Modern CPUs are complex digital circuits that speculatively execute instructions in multiple pipelines. These instructions support many diverse operations and addressing modes. CPUs have built-in branch prediction units and trace caches, which store microcodes to be executed. Modern CPUs have multiple cores, each with several levels of cache memory. Hence, the modern CPUs occupy a lot of space on the chip and consume significant energy. CPU cores are designed to minimize latency for one or two threads simultaneously.
In parallel computing, we strive to have as many simple, small and energy-efficient processing units as possible. These smaller processing units typically run at a clock speed several times lower than the CPU clock. Therefore, smaller processing units require a lower supply voltage and thus significantly reduce energy consumption. GPU cores are designed to handle a large number of concurrent, lightweight threads to maximize throughput.
The figure above shows how we can reduce power consumption in a parallel system. On the left side of the image is a CPU solving a problem with frequency f.

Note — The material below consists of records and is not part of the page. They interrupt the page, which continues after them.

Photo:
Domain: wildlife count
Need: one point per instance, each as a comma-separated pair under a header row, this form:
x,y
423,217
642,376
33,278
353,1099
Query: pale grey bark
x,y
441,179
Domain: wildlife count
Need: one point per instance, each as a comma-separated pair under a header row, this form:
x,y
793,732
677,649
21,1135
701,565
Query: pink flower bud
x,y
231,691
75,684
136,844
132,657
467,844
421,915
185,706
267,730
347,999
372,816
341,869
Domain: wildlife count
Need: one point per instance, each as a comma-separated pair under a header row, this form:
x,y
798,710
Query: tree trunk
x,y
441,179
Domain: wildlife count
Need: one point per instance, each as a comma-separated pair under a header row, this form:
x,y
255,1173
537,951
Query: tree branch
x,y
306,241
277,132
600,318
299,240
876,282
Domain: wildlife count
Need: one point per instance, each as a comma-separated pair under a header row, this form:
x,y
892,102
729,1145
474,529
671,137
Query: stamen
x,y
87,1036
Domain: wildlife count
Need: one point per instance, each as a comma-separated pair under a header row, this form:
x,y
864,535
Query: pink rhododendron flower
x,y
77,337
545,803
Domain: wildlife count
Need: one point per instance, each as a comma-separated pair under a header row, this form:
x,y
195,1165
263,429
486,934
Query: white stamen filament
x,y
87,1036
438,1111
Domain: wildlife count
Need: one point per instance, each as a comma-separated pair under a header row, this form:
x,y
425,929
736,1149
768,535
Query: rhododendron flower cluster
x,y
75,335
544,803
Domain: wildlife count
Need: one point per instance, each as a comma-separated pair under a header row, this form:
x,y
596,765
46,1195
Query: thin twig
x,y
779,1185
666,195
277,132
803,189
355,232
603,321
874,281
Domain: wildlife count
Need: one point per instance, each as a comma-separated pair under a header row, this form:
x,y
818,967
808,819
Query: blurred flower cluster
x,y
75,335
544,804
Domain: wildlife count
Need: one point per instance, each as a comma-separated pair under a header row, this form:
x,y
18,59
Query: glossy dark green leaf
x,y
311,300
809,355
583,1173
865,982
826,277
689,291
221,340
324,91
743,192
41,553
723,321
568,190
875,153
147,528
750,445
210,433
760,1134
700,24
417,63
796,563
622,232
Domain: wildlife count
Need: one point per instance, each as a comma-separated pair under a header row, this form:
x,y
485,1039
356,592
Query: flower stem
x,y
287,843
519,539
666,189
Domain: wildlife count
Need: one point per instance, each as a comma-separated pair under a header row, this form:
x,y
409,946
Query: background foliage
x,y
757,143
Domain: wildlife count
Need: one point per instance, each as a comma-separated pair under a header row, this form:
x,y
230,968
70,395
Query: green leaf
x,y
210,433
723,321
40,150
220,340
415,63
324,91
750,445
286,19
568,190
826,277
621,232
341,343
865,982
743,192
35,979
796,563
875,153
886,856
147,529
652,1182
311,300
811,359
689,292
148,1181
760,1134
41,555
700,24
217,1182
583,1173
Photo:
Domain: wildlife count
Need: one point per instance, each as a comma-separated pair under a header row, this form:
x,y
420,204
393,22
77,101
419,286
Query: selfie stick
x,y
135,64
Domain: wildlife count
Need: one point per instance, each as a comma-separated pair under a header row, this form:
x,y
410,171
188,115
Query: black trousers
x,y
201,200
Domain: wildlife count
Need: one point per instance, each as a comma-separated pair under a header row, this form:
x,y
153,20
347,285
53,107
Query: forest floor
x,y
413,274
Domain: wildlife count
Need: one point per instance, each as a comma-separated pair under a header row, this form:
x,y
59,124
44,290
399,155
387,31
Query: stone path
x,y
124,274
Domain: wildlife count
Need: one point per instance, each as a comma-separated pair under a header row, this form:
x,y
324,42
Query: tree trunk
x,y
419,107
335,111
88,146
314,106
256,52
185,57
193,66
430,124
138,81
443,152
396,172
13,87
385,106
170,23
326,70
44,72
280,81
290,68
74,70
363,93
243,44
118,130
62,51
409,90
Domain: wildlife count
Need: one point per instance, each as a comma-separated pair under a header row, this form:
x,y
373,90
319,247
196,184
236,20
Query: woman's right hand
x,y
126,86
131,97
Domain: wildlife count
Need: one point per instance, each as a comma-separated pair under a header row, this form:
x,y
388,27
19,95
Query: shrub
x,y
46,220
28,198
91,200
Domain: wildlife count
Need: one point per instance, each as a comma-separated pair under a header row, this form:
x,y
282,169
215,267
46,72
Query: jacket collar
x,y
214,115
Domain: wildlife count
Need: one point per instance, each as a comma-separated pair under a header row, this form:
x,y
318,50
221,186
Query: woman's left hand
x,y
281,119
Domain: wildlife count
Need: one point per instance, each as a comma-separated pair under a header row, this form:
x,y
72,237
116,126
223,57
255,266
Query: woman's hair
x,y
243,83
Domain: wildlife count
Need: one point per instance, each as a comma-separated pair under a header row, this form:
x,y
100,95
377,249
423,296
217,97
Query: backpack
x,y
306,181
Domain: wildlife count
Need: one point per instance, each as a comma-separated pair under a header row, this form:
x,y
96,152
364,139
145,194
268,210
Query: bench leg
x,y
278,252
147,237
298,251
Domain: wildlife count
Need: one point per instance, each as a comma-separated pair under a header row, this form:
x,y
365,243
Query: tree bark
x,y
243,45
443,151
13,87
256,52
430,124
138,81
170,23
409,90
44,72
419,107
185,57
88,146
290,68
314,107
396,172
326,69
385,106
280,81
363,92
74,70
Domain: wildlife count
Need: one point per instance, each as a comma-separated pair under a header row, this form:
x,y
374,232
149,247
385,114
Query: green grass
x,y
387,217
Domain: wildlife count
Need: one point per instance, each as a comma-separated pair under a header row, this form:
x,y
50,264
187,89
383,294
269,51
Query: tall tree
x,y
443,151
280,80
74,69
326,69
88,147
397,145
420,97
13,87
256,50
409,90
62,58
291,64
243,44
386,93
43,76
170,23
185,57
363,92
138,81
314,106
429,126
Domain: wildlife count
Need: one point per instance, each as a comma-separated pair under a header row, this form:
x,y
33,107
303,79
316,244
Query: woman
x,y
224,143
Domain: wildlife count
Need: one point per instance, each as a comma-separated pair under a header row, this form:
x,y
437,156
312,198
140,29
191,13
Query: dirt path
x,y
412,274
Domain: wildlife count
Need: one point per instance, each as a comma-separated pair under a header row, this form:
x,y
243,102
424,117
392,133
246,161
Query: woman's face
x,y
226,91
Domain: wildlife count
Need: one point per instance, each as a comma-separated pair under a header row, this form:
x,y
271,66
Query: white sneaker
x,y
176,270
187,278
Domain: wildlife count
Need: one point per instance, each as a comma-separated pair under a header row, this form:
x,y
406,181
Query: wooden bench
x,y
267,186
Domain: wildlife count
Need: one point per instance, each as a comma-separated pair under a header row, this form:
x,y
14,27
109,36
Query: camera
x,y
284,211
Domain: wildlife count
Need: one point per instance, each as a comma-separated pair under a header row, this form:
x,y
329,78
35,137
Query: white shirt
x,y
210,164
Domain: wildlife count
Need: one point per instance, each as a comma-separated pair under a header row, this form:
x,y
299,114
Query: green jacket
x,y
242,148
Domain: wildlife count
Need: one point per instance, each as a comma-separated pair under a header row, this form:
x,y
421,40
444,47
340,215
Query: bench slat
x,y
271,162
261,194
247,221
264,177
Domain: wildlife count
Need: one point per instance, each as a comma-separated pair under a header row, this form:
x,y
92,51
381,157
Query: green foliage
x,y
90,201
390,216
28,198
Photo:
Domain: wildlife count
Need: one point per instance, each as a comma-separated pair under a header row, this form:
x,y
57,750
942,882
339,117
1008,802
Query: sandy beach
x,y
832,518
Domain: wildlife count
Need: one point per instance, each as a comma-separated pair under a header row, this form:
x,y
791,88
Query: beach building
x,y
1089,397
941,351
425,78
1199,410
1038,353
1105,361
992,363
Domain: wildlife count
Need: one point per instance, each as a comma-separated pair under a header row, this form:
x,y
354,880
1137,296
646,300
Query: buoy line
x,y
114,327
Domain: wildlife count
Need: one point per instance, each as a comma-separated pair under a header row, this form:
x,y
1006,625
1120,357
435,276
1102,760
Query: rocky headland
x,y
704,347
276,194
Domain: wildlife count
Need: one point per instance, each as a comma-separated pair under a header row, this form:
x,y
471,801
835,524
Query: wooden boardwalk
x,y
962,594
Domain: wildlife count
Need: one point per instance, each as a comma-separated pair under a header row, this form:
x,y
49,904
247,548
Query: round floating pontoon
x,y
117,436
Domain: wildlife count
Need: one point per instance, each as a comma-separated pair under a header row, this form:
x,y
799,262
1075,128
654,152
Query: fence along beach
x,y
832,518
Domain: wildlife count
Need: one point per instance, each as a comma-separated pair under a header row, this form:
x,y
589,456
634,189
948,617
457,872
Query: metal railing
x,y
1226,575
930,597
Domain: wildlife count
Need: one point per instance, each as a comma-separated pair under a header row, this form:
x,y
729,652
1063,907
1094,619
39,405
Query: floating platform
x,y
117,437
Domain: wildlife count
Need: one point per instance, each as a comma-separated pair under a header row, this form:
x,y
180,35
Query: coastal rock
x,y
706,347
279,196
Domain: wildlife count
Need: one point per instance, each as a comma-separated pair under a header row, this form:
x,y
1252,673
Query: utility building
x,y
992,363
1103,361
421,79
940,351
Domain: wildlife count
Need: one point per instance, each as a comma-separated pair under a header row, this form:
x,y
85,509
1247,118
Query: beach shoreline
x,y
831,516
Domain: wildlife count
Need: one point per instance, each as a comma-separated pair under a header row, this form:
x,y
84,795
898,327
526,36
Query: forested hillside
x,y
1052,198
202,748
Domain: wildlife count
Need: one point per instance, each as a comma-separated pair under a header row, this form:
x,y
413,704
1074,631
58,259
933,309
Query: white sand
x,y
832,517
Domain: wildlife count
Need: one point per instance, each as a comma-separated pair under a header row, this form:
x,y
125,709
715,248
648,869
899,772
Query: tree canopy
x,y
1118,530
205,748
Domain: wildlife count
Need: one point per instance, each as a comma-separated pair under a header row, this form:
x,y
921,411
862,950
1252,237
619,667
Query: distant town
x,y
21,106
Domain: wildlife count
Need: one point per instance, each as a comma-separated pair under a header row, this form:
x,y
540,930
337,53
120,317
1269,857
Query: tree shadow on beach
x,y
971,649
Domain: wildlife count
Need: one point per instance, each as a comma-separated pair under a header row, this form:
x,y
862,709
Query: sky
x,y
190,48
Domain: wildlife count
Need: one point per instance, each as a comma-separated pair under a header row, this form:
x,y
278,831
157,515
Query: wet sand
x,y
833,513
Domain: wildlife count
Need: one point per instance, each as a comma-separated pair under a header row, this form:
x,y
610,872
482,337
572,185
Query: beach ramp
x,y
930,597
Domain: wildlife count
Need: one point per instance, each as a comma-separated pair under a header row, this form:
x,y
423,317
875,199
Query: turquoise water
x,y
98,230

It needs energy obtained from the supply voltage V. The internal capacitance C acts as a kind of inertia resisting rapid changes in voltage levels of internal digital signals. The power required by the CPU for its operation is proportional to the clock frequency f, the square of the supply voltage V and the capacitance C.
The same problem is solved on the right side of the image but with two CPUs connected in parallel. Suppose we can break down our problem into two subproblems that we can solve separately, each on its CPU. Assume that new CPUs are half the CPU on the left side in terms of chip size and operate at a frequency of f/2. They also need less energy because they process instructions and data at half frequency. It turns out that when we halve the clock frequency in a digital system, we only need 60% of the supply voltage to operate the system. As each new CPU occupies half of the size of the lefthand side CPU, their capacitance is only C/2. Therefore, the new power P' required by a parallel system s only 0.36 P.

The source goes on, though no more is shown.